Dealing with the topics in the title in reverse order, I'd like to call your attention to a couple of interesting items in the New York Times. First, there is an early preview of an article in this weekend's New York Times Magazine summarizing some current research on the moral development of infants and toddlers. Here's the lead paragraph:
Not long ago, a team of researchers watched a 1-year-old boy take justice into his own hands. The boy had just seen a puppet show in which one puppet played with a ball while interacting with other puppets. The center puppet would slide the ball to the puppet on the right, who would pass it back. And the center puppet would slide the ball to the puppet on the left . . . who would run away with it. Then the two puppets on the ends were brought down from the stage and set before the toddler. Each was placed next to a pile of treats. At this point, the toddler was asked to take a treat away from one puppet. Like most children in this situation, the boy took it from the pile of the "naughty" one. But this punishment wasn't enough - he then leaned over and smacked the puppet on the head.
As author Paul Bloom observes, many developmental psychologists and others have long embraced the view that "we begin life as amoral animals" and need to be nurtured and socialized into morality. Bloom suggests that this received opinion may be in need of revision:
A growing body of evidence . . . suggests that humans do have a rudimentary moral sense from the very start of life. With the help of well-designed experiments, you can see glimmers of moral thought, moral judgment and moral feeling even in the first year of life. Some sense of good and evil seems to be bred in the bone. Which is not to say that parents are wrong to concern themselves with moral development or that their interactions with their children are a waste of time. Socialization is critically important. But this is not because babies and young children lack a sense of right and wrong; it's because the sense of right and wrong that they naturally possess diverges in important ways from what we adults would want it to be.

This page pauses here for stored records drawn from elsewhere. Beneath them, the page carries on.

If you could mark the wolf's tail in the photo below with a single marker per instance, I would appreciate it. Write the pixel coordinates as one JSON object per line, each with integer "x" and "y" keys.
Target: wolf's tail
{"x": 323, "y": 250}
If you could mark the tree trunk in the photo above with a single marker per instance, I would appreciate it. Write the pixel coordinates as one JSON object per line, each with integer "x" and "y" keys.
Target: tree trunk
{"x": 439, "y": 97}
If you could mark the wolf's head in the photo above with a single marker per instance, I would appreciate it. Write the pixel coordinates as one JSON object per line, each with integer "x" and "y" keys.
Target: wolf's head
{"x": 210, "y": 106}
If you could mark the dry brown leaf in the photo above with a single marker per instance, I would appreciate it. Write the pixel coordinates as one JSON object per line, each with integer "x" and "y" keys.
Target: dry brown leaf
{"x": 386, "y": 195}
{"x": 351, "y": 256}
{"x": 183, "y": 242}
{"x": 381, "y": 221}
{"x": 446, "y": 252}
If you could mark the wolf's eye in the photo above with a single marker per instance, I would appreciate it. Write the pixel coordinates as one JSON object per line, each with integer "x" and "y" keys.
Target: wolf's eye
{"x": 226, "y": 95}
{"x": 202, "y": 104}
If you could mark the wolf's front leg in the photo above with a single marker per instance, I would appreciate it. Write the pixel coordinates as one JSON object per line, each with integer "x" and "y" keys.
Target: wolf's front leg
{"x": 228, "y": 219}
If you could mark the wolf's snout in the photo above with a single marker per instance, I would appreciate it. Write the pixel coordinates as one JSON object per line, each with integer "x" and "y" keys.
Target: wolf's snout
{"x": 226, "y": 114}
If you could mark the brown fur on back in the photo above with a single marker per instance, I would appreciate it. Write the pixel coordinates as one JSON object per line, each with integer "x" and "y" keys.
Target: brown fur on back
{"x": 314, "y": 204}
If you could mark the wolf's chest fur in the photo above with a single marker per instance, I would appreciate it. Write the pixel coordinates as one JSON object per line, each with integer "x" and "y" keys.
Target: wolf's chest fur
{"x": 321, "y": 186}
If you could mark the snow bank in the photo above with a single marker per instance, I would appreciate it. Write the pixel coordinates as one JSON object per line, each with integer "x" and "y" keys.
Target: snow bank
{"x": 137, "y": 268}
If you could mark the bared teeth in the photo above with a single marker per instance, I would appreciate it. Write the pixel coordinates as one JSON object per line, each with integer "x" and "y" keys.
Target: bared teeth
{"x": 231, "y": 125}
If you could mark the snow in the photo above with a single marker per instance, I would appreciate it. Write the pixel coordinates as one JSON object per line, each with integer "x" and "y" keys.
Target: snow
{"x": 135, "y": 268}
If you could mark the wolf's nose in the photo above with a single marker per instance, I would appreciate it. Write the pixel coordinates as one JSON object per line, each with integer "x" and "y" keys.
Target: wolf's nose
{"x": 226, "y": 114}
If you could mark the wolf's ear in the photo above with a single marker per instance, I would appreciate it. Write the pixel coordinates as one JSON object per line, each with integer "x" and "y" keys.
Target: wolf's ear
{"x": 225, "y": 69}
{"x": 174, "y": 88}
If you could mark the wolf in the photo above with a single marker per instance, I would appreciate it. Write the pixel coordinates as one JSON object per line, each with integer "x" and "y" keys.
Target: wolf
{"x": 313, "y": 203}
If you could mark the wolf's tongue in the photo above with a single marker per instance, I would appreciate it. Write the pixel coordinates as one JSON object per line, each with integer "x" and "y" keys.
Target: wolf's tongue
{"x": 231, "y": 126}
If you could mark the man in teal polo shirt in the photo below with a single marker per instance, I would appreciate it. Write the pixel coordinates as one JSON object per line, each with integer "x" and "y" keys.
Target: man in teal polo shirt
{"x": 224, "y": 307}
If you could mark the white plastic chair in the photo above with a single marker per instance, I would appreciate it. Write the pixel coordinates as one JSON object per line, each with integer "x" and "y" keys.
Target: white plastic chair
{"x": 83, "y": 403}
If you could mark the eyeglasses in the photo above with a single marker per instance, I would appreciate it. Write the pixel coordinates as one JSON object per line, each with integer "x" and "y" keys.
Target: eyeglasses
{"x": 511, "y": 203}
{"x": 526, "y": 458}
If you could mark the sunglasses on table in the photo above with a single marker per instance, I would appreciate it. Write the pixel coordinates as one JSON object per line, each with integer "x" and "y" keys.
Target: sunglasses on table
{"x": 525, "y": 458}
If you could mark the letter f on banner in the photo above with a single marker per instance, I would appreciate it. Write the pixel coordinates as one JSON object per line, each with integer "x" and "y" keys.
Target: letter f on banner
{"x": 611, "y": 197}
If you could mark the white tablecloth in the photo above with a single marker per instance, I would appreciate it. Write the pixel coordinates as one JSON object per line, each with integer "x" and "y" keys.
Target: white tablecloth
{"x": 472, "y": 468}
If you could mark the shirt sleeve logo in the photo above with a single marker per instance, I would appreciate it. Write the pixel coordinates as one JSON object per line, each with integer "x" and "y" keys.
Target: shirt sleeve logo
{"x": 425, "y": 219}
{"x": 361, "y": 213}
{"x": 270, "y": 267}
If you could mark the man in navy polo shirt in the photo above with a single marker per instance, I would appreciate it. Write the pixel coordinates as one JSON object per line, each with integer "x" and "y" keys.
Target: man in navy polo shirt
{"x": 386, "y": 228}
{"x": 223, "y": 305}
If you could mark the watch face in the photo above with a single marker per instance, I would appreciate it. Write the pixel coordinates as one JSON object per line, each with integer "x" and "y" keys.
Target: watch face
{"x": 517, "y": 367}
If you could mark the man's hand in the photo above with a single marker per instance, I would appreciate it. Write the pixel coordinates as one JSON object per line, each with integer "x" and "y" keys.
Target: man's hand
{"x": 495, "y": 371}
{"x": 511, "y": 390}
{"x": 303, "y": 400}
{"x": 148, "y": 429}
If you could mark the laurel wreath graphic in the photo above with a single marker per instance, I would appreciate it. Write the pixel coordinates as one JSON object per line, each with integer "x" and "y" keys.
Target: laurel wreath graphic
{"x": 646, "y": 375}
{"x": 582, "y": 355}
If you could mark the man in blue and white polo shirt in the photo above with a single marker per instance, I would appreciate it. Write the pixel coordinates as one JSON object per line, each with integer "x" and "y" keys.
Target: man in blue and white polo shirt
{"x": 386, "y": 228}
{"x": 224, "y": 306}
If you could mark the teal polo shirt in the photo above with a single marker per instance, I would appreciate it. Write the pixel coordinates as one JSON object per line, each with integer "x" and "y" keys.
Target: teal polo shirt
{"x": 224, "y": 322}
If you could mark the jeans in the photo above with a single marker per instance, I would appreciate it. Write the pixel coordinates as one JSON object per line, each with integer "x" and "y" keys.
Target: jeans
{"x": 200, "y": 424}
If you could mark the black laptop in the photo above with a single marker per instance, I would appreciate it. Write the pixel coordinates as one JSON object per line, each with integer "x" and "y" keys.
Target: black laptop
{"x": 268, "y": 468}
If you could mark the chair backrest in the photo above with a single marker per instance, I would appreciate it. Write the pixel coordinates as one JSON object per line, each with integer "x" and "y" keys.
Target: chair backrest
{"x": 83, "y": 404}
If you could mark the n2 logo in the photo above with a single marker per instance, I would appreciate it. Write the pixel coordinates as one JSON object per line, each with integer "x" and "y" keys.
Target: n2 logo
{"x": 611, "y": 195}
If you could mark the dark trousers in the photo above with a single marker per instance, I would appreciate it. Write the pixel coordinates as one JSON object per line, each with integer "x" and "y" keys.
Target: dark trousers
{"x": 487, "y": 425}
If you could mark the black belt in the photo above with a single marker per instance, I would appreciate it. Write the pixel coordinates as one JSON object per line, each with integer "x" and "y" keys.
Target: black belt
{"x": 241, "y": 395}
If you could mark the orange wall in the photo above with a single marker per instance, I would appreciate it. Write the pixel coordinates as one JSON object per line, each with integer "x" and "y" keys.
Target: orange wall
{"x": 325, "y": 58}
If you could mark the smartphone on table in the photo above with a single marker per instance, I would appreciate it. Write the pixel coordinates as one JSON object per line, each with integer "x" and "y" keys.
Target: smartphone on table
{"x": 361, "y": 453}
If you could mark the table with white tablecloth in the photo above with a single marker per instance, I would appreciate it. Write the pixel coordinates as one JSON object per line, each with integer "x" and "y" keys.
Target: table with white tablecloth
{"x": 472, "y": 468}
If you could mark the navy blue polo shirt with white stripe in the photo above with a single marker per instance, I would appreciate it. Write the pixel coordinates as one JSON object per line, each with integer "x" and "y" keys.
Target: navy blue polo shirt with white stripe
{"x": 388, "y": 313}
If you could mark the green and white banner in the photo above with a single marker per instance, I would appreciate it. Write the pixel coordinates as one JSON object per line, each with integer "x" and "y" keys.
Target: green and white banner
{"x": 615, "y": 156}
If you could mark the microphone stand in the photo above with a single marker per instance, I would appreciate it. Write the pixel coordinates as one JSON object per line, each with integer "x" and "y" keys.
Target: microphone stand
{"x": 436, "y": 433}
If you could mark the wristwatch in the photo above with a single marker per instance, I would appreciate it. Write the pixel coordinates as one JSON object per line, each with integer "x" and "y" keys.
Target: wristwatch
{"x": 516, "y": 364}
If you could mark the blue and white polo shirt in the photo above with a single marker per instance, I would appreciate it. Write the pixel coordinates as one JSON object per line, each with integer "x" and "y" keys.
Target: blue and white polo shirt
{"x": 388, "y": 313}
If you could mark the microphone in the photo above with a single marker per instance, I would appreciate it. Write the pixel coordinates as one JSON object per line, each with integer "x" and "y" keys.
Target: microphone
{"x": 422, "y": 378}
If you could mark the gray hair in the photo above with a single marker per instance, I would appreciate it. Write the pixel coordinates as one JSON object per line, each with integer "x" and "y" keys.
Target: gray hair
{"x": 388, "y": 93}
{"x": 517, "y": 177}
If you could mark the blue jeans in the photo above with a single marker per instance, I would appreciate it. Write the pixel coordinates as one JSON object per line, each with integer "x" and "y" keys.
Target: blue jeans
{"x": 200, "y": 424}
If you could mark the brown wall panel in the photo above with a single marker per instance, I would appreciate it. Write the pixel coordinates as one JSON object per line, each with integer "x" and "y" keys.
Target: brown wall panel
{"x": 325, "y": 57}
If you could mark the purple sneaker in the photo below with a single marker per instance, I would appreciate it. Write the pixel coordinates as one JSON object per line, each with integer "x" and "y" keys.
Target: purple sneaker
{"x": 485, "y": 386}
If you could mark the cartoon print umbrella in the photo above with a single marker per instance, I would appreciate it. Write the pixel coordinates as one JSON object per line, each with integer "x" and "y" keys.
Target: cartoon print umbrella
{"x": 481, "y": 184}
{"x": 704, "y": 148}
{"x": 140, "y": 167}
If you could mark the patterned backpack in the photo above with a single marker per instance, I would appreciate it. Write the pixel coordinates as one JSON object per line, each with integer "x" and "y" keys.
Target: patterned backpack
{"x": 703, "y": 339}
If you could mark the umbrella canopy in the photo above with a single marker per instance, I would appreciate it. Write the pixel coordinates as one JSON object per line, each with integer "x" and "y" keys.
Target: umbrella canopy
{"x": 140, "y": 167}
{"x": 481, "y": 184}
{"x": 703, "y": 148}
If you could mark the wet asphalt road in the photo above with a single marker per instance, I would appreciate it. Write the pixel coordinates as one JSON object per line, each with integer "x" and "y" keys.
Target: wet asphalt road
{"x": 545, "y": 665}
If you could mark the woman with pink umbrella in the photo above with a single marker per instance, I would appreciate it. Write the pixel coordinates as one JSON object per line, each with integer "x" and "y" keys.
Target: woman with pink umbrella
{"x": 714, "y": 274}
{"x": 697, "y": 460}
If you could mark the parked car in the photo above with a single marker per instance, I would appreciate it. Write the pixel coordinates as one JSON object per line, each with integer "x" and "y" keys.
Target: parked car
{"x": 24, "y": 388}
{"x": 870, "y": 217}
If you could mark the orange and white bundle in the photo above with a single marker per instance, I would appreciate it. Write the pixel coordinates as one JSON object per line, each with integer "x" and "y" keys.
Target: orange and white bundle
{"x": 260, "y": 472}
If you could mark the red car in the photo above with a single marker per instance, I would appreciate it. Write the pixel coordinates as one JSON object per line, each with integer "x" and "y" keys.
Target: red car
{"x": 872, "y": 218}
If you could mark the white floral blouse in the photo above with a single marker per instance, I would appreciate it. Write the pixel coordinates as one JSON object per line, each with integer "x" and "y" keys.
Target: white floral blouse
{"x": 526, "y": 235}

To read the rest of Bloom's article, click here. For enlightenment of a very different sort, check out this article in yesterday's NYT on the recovery of an apparently complete print of Fritz Lang's 1927 film Metropolis. Originally released at a length of two and a half hours, Metropolis was withdrawn shortly after its Berlin premiere and later re-released in a much shorter version. Much of the footage cut from the original theatrical release was thought to have been lost forever until a print of the complete film was discovered two years ago - in Buenos Aires, of all places. The story of that print and its journey to restoration and re-release is quite fascinating, albeit in a very different way from Bloom's article on the moral life of babies. I commend both articles to your attention, especially if you're looking for a brief distraction at this busy point in the academic year. AMDG.